Isn’t that precious – Johnson & Johnson was giving out Leggos for the Pediatricians, Child Psychiatrists, and office staff to play with. What a nice gesture.

It’s great that these articles are beginning to appear frequently. Physicians and Patients alike have been sold a bill of goods about these medications. The fact that antipsychotic medications are the Pharmaceutical Industry’s biggest sellers [$14.6 billion!] is beyond absurd – bordering over into criminal. It’s certainly not because psychosis is that prevalent – it’s not. It’s because the industry has successfully hyped the medications for other conditions with the unfortunately common help of physicians [often academic physicians] paid as key opinion leaders. As long as I’m on this topic, get those ads off of the television sets. "Ask your doctor if _____ is right for you." They don’t belong there. They are part of this problem.
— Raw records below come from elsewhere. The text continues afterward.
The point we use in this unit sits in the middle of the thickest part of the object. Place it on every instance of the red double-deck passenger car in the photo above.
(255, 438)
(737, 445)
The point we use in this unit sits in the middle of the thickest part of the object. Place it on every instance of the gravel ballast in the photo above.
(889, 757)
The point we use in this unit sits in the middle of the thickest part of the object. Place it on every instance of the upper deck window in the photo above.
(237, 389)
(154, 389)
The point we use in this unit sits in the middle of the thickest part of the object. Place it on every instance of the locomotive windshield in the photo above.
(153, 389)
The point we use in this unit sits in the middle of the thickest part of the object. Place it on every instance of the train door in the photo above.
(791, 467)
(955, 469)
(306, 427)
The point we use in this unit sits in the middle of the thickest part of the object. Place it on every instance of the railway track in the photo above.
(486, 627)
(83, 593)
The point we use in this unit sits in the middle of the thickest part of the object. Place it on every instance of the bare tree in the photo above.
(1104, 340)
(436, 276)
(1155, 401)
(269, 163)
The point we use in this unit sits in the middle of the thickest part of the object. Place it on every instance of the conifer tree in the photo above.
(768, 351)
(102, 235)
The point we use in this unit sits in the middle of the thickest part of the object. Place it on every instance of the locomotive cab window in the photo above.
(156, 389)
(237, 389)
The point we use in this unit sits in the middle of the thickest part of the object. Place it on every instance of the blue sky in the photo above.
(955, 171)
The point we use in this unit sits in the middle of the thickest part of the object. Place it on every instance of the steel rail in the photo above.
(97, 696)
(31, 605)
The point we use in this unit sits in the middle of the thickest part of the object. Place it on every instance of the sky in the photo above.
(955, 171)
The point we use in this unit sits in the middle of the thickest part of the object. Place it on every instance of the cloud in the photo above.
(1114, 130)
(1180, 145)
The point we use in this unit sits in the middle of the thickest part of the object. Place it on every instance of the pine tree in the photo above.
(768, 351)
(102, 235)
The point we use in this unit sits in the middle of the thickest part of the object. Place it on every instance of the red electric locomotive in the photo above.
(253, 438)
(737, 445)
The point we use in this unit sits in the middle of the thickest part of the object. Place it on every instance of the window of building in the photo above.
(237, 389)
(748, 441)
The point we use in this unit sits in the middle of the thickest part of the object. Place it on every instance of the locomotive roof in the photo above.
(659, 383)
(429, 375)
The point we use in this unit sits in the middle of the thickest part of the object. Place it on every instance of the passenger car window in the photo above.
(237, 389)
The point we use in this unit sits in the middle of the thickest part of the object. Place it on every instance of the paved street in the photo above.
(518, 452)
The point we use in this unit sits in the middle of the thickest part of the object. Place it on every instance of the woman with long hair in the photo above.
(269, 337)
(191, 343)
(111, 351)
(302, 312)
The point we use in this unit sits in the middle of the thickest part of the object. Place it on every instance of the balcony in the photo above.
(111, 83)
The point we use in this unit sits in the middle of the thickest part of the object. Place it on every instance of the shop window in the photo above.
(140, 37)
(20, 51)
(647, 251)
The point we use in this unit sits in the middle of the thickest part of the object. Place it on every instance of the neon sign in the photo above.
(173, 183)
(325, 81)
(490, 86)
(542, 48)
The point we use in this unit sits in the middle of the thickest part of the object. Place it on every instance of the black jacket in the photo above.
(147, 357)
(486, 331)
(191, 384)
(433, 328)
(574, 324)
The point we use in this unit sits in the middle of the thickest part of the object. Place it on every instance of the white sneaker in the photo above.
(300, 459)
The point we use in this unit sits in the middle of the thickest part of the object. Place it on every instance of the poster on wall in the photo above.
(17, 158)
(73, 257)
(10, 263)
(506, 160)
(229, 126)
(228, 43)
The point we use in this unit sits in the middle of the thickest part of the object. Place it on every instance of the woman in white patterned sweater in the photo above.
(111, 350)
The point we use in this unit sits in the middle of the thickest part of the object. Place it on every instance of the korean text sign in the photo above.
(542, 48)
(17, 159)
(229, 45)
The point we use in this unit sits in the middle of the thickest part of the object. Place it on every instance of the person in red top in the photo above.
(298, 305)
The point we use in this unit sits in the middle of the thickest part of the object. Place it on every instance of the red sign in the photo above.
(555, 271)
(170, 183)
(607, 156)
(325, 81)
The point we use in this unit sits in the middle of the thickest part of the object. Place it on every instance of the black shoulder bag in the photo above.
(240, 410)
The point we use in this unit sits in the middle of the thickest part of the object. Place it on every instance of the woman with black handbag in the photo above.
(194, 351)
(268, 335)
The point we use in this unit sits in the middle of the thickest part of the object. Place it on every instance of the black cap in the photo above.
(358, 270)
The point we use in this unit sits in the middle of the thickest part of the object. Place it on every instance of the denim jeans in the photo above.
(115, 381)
Antipsychotics are helpful for treating kids who have temper tantrums because they are psychotic. That’s why we call them anti-psychotics. This kid, Kyle, needed a careful diagnosis and appropriate treatment. That’s true for all kids. He didn’t need people throwing big medicines at him without even being sure what they were treating…
  1.  
    September 2, 2010 | 1:24 PM
     

    It’s all so simple if you step back from it.

    Without the influence of money from Big Pharma, we recognize symptoms of illness and do research to try to understand what will help treat the underlying illness, as well as the symptoms.

    With BigPharma money — meaning the company’s profit is the prime driver — they discover a new drug, or stretch the facts to market a new use for an older drug, and then they manipulate doctors and patients to thinking they need this drug. Ergo: Big Profits for Big Pharma.

    Some Ancient once said: “the love of money is the root of all evil.”